Hamilton will get a new sushi and raw bar when Brine and Stave opens at 12 Lebanon Street by the end of November. Owners Alicia McGinnis and Josh White aim to fill what they see as a gap in the village’s dining scene: elevated, health-conscious food in a sophisticated atmosphere.
With more than 50 combined years of restaurant experience, McGinnis and White are passionate about sharing good food and a strong community. Drawing from their restaurateur backgrounds in New York City and Boston, Mass., McGinnis emphasized prioritizing high-quality food, curated wine options and individualized dining.
“We love food. We love good food. And there’s not enough of it,” McGinnis said. “We both miss real restaurants. It’s nice when you can walk out your door and be like … ‘I want to go to this place and then this other place.’ We want to bring a little bit of that here to urbanize a little bit, so to speak.”
She added that Brine and Stave will offer a clean, sophisticated atmosphere to complement its elevated menu.
“[We’re looking to] bring a little bit of urban here. Everything’s going to be kind of clean lines, no clutter. I’ve [worked] in everything from coffee shops to fine dining restaurants and everything in between. So, I like both. But if I go out to eat, I want to go to a nice place. I want someone who can tell me what wine’s going to go with that dish that they just ordered. I want that. So I want to bring that here,” McGinnis said.
Brine and Stave features both a grab-and-go cooler and a separate dine-in menu. The grab-and-go cooler offers rolls, onigiri and seaweed salad — available for takeout and on DoorDash — and the separate kitchen menu includes raw bar staples like oysters.
The establishment also offers low-ABV beverages in addition to craft mocktail and wine programs, curated and anticipated by McGinnis, a level two sommelier.
The interior seating features six tables and eight high-top barstools, presented in a clean and uncluttered design. Sophomore Ava Amaral commented on how this elevated dining option will impact her campus and village life.
“I’ve been waiting for a sushi spot to open in Hamilton since my first semester, and I’m excited to add a new, nicer spot to my local restaurant rotation. It’s also really exciting to tell my family and friends about village upgrades,” Amaral said.
A focus on fresh, unprocessed and health-conscious options is imperative to the restaurant’s concept. Seafood is sourced weekly from a trusted supplier with whom White has worked in the past, emphasizing his passion for raw and simple dining. For McGinnis and White, who have five children between them, the emphasis on nourishing and nutritious food is deeply personal.
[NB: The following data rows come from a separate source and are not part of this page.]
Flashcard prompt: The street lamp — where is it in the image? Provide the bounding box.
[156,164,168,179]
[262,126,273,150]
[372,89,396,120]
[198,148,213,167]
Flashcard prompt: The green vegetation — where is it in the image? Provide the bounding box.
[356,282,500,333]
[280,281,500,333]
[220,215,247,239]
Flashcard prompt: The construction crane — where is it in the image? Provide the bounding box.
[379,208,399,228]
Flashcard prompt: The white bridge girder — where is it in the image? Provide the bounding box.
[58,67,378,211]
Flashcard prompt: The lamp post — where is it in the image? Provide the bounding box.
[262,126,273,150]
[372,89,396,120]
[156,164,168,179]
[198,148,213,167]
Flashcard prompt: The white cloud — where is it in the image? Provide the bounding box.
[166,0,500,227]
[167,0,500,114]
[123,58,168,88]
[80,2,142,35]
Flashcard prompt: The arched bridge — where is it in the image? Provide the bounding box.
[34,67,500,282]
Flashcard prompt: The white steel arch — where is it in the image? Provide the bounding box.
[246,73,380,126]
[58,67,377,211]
“I don’t let my kids eat a lot [of fried food]. We don’t go out that often because [of that], so I do a lot of cooking at home for them. I want them to grow up knowing that that’s what real food is. I don’t want my kids to eat like that. So, why would I sell that? I want to sell what I want my kids to be eating,” McGinnis said.
Brine and Stave will open for dinner Wednesday through Saturday and serve lunch Friday and Saturday. McGinnis discussed her desire to urbanize the small-town community by partnering with other local businesses to offer joint programs, such as a proposed dinner-and-movie night in collaboration with the Hamilton Theater.
“In a lot of ways, it’s a family thing. Food’s important. And I want to be that space where people feel nourished. And I don’t just mean food. Like, just nourished,” McGinnis said.
Brine and Stave will officially open for dine-in service by the end of the month, with the grab-and-go cooler coming even sooner.